Elara sat down, leaning forward. “Who is he?”
“James Whitmore,” Rowan said, opening one of the files. “Born 1928. Local mechanic. Lived on Birch Avenue. Never married, no children. Died in 1981.”
“Whitmore…” she repeated. “That name was in the yearbook.”
Rowan nodded. “He graduated a few years ahead of your grandmother. He was quiet, kept to himself. But here’s the interesting part — he rented a house two blocks from your grandmother’s family home for nearly fifteen years.”
Elara's fingers gripped the edge of the desk. “They were neighbors?”
“Possibly more than that,” Rowan said. He pulled out a faded newspaper clipping. “This is from 1956. Mentions a minor fire in a backyard — a shed behind Rose Bennett’s house caught flame. James Whitmore was listed as the one who helped put it out.”
Elara stared at the clipping. A strange feeling stirred in her chest — a kind of grief that didn’t belong to her but weighed heavy all the same.
“He saved her home,” she murmured.
“Or maybe just the shed,” Rowan said, though his tone was softer now. “Still… I think there was something between them. Something unspoken.”
Elara reached into her tote bag and pulled out the locket. “I found this in my grandmother’s attic. Do you think that’s him?”
Rowan took the locket carefully and studied the photograph. His brows furrowed.
“That could be James,” he said. “The resemblance matches his driver’s license photo. Where’d you find this?”
“In a keepsake box. There was also a note. In her handwriting.” She hesitated. “It said… ‘If I had one more chance, I would have told him.’”
Rowan leaned back, thoughtful. “She was Marigold.”
Elara nodded slowly. “She had to be.”
For a while, neither of them spoke. The air was filled with quiet reverence, like standing in a church long after the sermon ends.
“I keep thinking about those letters,” Elara said. “All that love… just left unsaid. Hidden.”
“Some people are good at silence,” Rowan replied. “They think it protects them.”
Elara looked at him. There was something in his eyes — a flicker of understanding that went deeper than history.
“You sound like you know that feeling,” she said.
He offered a small, wry smile. “Let’s just say I’ve left a few things unsaid myself.”
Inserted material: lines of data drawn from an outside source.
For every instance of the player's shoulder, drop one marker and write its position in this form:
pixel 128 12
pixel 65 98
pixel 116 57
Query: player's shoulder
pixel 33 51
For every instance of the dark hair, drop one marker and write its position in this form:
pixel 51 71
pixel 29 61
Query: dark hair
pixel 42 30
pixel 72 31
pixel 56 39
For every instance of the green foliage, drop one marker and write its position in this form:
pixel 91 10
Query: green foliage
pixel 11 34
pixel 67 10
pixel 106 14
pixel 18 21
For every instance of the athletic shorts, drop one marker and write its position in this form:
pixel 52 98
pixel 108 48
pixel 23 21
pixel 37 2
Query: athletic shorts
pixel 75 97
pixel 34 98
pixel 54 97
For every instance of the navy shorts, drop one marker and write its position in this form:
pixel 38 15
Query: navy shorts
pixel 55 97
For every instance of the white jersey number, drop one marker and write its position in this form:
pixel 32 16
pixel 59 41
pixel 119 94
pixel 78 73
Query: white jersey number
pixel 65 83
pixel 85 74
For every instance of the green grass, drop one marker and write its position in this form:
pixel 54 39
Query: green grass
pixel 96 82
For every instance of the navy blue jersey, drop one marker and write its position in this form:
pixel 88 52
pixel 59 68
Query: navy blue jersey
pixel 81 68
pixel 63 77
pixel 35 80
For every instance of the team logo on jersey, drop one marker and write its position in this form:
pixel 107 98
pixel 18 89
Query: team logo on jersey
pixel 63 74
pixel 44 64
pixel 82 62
Their eyes met — and held — longer than either of them meant to. There was something there. Not just attraction, but the kind of recognition that startles you. Like hearing your favorite song played by someone else when you thought you were the only one who knew the tune.
Elara cleared her throat. “So, what now?”
“I keep digging,” Rowan said. “And you… maybe keep reading. There might be more to her story. More to him.”
“I want to know all of it,” she said softly. “Even the hard parts.”
Rowan nodded. “That’s how you honor it.”
As Elara stood to leave, Rowan reached for the locket and handed it back to her. Their fingers brushed.
He didn’t pull away.
“Thank you,” she said, voice just above a whisper.
“Don’t thank me yet,” he replied. “We’ve only just started.”